Doubting Thomas' views of health reform
The Daily Herald recently called for its readers to "learn the facts and then join the dialogue" on health care. Ironically, the very same page featured a column by Cal Thomas perpetuating the most egregious right-wing lies concerning health care reform.
Thomas claims that, while the Christian right values life (issues of war excluded, presumably) the "secular left" sees life as expendable, and the elderly in particular as a "burden." Thomas conveniently ignores the facts in order to stoke irrational fears about government "death panels." So let's put pseudo-philosophical nonsense aside and look at the facts of life under profit-driven health care.

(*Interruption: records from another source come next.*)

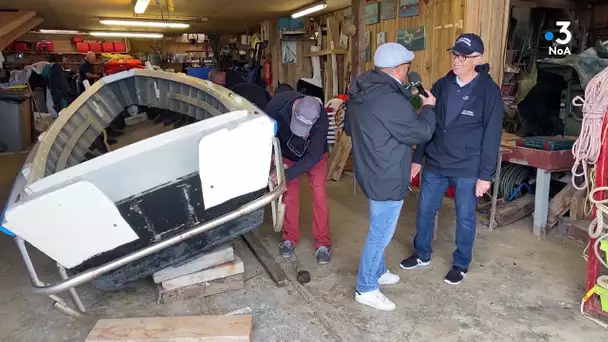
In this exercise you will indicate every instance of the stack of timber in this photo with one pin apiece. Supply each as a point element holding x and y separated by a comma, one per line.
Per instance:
<point>211,273</point>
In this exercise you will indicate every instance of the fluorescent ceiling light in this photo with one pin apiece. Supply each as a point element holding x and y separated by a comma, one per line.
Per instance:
<point>58,31</point>
<point>126,34</point>
<point>310,9</point>
<point>140,6</point>
<point>142,23</point>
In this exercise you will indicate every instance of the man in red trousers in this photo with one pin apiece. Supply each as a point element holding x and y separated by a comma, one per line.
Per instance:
<point>302,130</point>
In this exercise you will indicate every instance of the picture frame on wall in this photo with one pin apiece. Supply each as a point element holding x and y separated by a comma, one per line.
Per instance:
<point>409,8</point>
<point>289,52</point>
<point>414,39</point>
<point>388,9</point>
<point>380,38</point>
<point>371,14</point>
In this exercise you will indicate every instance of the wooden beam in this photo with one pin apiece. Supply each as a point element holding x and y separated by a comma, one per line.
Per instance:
<point>564,4</point>
<point>173,329</point>
<point>21,30</point>
<point>358,40</point>
<point>10,21</point>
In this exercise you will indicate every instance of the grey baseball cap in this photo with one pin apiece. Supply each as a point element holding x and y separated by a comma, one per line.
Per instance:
<point>305,112</point>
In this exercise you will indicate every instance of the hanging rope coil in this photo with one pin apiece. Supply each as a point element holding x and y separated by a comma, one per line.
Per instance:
<point>586,149</point>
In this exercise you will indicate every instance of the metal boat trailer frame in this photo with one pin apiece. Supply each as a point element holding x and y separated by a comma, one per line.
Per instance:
<point>273,197</point>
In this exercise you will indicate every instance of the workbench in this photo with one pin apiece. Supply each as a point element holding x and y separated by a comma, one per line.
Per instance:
<point>545,162</point>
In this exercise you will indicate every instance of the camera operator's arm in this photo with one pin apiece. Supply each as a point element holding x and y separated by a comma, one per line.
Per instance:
<point>404,124</point>
<point>420,148</point>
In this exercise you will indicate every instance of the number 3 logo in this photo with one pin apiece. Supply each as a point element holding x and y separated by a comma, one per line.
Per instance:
<point>564,25</point>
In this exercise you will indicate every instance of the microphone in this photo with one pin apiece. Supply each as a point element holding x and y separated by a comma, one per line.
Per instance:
<point>416,81</point>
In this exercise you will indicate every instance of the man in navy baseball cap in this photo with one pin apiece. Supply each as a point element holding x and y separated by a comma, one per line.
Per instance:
<point>302,131</point>
<point>462,153</point>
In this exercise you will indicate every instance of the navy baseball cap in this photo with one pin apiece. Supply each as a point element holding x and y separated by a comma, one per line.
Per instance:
<point>468,44</point>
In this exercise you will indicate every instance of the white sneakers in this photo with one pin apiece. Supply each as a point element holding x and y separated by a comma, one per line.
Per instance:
<point>377,299</point>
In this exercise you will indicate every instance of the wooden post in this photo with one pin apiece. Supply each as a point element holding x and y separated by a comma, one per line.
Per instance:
<point>358,40</point>
<point>490,20</point>
<point>342,149</point>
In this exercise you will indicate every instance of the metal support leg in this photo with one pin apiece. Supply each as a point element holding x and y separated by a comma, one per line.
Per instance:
<point>354,183</point>
<point>541,203</point>
<point>73,293</point>
<point>59,302</point>
<point>436,226</point>
<point>492,225</point>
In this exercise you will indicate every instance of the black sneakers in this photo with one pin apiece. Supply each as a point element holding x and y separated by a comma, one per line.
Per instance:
<point>456,275</point>
<point>286,249</point>
<point>413,262</point>
<point>323,255</point>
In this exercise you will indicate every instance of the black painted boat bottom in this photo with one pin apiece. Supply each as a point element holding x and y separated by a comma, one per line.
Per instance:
<point>166,211</point>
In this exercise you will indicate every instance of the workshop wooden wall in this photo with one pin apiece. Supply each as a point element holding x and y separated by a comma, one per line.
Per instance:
<point>490,19</point>
<point>442,21</point>
<point>285,73</point>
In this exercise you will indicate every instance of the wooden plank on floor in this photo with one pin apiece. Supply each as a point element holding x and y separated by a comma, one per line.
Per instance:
<point>217,272</point>
<point>515,210</point>
<point>173,329</point>
<point>221,255</point>
<point>577,230</point>
<point>560,204</point>
<point>201,290</point>
<point>272,267</point>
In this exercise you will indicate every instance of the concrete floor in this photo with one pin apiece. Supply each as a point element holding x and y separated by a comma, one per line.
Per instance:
<point>518,289</point>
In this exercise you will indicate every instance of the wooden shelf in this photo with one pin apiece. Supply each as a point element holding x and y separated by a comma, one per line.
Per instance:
<point>59,53</point>
<point>326,52</point>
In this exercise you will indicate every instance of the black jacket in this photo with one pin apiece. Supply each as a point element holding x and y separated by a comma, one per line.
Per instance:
<point>253,93</point>
<point>384,125</point>
<point>305,152</point>
<point>468,146</point>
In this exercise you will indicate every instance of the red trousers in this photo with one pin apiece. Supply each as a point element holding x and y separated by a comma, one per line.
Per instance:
<point>317,179</point>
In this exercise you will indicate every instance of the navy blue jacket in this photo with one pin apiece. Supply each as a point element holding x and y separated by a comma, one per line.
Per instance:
<point>468,146</point>
<point>314,146</point>
<point>383,126</point>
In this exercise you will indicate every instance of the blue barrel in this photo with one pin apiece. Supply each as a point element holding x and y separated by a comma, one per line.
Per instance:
<point>202,73</point>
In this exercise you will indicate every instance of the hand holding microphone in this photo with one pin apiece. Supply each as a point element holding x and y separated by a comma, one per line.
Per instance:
<point>426,96</point>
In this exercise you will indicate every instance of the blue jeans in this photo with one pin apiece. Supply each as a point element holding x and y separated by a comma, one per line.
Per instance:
<point>432,191</point>
<point>383,216</point>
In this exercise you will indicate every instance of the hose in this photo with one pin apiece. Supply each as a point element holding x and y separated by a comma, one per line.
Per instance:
<point>511,177</point>
<point>586,148</point>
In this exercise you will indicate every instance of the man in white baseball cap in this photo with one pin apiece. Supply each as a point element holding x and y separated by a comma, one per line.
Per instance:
<point>383,126</point>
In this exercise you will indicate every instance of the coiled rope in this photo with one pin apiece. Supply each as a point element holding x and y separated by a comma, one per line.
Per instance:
<point>511,176</point>
<point>586,151</point>
<point>586,148</point>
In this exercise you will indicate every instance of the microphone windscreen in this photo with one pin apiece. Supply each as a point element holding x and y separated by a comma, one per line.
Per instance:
<point>414,77</point>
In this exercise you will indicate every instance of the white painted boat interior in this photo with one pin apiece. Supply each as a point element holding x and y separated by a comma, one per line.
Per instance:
<point>65,206</point>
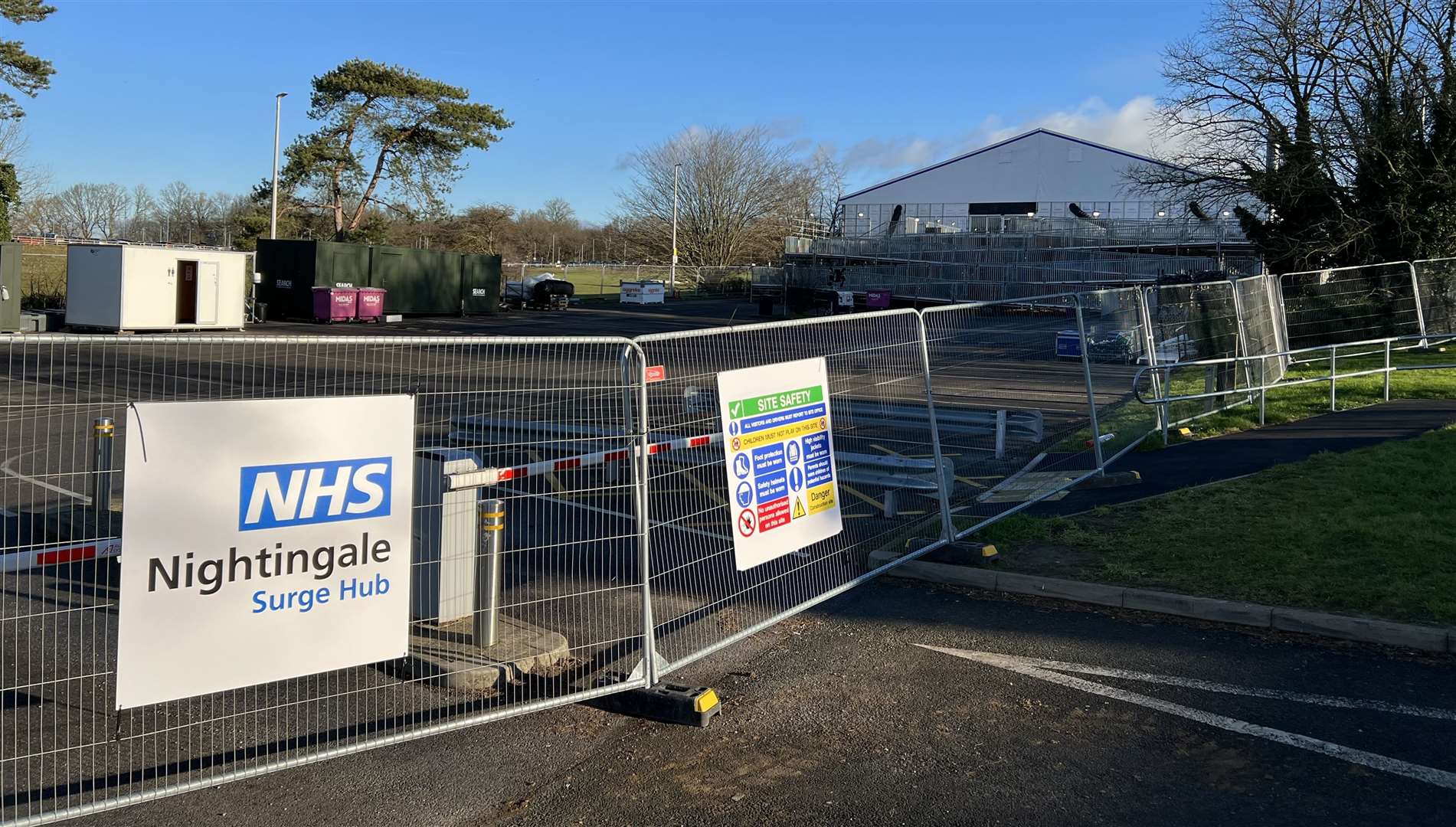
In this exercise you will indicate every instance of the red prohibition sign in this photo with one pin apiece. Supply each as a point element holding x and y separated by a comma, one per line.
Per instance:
<point>746,523</point>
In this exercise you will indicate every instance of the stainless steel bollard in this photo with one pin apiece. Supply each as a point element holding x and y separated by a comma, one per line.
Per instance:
<point>489,567</point>
<point>103,436</point>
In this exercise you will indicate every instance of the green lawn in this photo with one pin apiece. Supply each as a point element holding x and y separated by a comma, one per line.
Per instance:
<point>1370,531</point>
<point>1299,402</point>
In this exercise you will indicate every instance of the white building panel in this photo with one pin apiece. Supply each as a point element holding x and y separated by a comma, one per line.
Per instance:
<point>1042,171</point>
<point>129,287</point>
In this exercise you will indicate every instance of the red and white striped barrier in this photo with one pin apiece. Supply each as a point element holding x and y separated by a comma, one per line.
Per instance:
<point>499,475</point>
<point>53,555</point>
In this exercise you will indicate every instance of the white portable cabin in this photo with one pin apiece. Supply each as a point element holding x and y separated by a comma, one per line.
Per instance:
<point>129,287</point>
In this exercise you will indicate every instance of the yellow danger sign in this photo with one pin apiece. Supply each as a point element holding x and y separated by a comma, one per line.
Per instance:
<point>822,498</point>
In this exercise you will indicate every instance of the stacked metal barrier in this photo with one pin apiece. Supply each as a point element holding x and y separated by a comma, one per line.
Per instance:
<point>1436,284</point>
<point>617,531</point>
<point>1352,303</point>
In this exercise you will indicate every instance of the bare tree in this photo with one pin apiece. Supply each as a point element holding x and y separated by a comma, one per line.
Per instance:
<point>1336,116</point>
<point>483,229</point>
<point>92,210</point>
<point>738,190</point>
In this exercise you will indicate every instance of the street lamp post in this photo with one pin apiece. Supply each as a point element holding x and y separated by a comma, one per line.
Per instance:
<point>676,168</point>
<point>273,221</point>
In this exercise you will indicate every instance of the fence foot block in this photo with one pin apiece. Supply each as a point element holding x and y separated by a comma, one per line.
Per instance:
<point>957,554</point>
<point>666,702</point>
<point>446,655</point>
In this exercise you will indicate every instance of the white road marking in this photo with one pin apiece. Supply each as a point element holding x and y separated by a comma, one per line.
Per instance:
<point>1372,760</point>
<point>1223,688</point>
<point>8,471</point>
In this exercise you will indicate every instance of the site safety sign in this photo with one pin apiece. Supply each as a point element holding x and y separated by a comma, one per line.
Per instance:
<point>779,459</point>
<point>265,539</point>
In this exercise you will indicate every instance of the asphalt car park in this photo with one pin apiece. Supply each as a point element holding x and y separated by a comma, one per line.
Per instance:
<point>1019,712</point>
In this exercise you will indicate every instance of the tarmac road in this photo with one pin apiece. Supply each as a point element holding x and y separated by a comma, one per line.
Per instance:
<point>840,717</point>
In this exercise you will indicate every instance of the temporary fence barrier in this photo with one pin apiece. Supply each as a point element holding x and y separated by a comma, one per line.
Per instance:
<point>877,384</point>
<point>606,528</point>
<point>1436,286</point>
<point>573,589</point>
<point>1352,303</point>
<point>1011,360</point>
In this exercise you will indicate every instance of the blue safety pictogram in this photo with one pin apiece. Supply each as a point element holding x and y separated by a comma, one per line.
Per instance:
<point>740,466</point>
<point>744,494</point>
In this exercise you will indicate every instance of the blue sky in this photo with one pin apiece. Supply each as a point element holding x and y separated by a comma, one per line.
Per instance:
<point>155,92</point>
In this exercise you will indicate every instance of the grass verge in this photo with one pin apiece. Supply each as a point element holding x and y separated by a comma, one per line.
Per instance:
<point>1304,400</point>
<point>1369,531</point>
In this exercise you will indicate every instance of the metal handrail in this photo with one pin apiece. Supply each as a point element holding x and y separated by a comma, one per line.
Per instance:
<point>1333,350</point>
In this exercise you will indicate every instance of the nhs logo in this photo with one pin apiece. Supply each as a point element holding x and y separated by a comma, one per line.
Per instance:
<point>302,494</point>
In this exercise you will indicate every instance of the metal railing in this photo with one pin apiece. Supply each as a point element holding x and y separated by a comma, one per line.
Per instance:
<point>602,466</point>
<point>1255,392</point>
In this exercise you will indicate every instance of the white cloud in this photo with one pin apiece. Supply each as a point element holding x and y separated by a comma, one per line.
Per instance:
<point>1127,127</point>
<point>895,153</point>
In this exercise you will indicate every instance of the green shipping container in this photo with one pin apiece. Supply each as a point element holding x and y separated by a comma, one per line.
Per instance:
<point>415,281</point>
<point>293,268</point>
<point>479,283</point>
<point>11,287</point>
<point>418,281</point>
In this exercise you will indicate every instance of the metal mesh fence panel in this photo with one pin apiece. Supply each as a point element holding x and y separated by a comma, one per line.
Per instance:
<point>1436,283</point>
<point>1199,322</point>
<point>1350,305</point>
<point>1011,399</point>
<point>1263,325</point>
<point>884,457</point>
<point>573,548</point>
<point>1117,344</point>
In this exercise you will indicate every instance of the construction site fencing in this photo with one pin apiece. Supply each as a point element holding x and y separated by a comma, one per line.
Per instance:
<point>604,463</point>
<point>887,463</point>
<point>573,577</point>
<point>1352,303</point>
<point>1436,286</point>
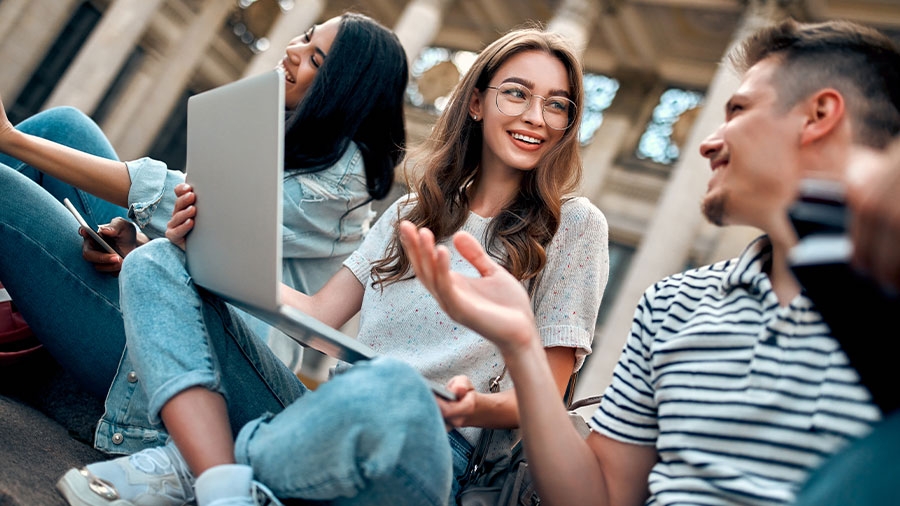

Currently, 47 million Americans are uninsured and another 100 million are underinsured. Although 15 percent of Americans have no insurance, we still pay the highest percentage of gross domestic product of any country in the world on health care: 15 percent in 2007. In 2007, we spent $2.2 trillion on health care, or about $7,500 per person, far higher than Great Britain's $160 billion per year, and Canada, which capped its spending at 10 percent of the GDP and spends about $3,500 per person.
These higher costs don't necessarily equal better care; the U.S. is ranked 37th by the World Health Organization in overall performance and 72nd in overall health. In the U.S., two-thirds of all personal bankruptcies are due to health care costs. Finally, the Institute of Medicine estimates that 22,000 Americans die each year from lack of insurance. As the facts make clear, it is Thomas' beloved free-market that puts a price tag on life, treating the elderly and indigent as "a burden."
Maybe Thomas can explain how allowing people unable to afford private insurance (i.e.: those whose lives are deemed unprofitable by the insurance companies) to buy into a public Medicare-style plan amounts to a devaluation of life?